For non-lawyers, a general constitutional right to privacy was created by the Court in its 1965 Griswold v. Connecticut decision, which struck down an unenforced state law prohibiting contraception.
In addition to Romney, Rick Santorum and Ron Paul were drawn into the debate over Stephanopoulos’ question. Answering this question is perilous only if one skips over the distinction between the legal issue – was Griswold rightly decided as a matter of constitutional interpretation – and the political question – should states be prohibited from banning contraception as a matter of federal policy, presumably expressed through a federal statute or constitutional amendment.
Perhaps Stephanopoulos was trying to blur this distinction. Or perhaps – like most of the “living Constitution” crowd – he does not fully comprehend the distinction. In any case, we wish the GOP contenders had taken the opportunity to make the distinction clear, because it’s at the heart of the debate over judicial activism.
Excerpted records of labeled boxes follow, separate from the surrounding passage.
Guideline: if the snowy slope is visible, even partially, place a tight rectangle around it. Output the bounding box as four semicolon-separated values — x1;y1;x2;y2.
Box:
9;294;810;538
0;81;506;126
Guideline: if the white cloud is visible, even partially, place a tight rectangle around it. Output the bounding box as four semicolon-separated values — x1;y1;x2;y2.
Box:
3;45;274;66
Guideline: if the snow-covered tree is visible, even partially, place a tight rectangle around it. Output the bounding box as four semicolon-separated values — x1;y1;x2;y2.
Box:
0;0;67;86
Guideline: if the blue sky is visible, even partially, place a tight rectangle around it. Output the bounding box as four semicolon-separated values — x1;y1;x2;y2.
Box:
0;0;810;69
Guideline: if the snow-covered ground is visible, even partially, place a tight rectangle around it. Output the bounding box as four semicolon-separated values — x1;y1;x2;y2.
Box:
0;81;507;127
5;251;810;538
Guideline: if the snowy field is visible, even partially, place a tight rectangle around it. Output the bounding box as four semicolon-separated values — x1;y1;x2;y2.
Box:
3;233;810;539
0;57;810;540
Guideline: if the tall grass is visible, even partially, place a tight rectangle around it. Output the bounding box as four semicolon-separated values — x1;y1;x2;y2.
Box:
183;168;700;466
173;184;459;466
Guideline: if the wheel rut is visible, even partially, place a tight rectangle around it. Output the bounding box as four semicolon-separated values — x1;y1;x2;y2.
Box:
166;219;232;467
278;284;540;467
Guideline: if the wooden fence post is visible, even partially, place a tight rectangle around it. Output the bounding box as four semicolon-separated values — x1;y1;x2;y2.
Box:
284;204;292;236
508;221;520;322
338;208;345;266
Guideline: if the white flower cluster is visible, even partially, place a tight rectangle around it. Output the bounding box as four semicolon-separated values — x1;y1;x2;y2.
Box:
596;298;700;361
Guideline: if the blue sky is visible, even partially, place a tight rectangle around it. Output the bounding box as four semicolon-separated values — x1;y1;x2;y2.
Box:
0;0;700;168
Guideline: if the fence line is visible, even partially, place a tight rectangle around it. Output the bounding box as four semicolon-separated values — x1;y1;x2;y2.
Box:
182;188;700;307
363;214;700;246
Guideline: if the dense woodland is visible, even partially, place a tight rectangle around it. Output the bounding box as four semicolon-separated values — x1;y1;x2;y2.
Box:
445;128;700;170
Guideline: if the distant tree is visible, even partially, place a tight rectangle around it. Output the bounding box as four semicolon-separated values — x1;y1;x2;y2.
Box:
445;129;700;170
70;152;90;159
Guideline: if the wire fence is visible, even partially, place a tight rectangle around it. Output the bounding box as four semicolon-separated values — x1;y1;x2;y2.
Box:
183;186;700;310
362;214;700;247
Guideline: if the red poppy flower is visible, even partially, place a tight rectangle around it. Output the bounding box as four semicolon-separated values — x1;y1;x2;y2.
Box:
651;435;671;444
Opponents of judicial activism believe that judges’ policy views – say, on the desirability of a general right to privacy – should play no role in constitutional interpretation – for example, in determining whether the Constitution’s "penumbras" and "emanations" imply a right to privacy, as Griswold concluded. Believers in a “living Constitution,” on the other hand, advocate that judges should update the meaning of the Constitution to incorporate the evolving values of society (at least those of elite society).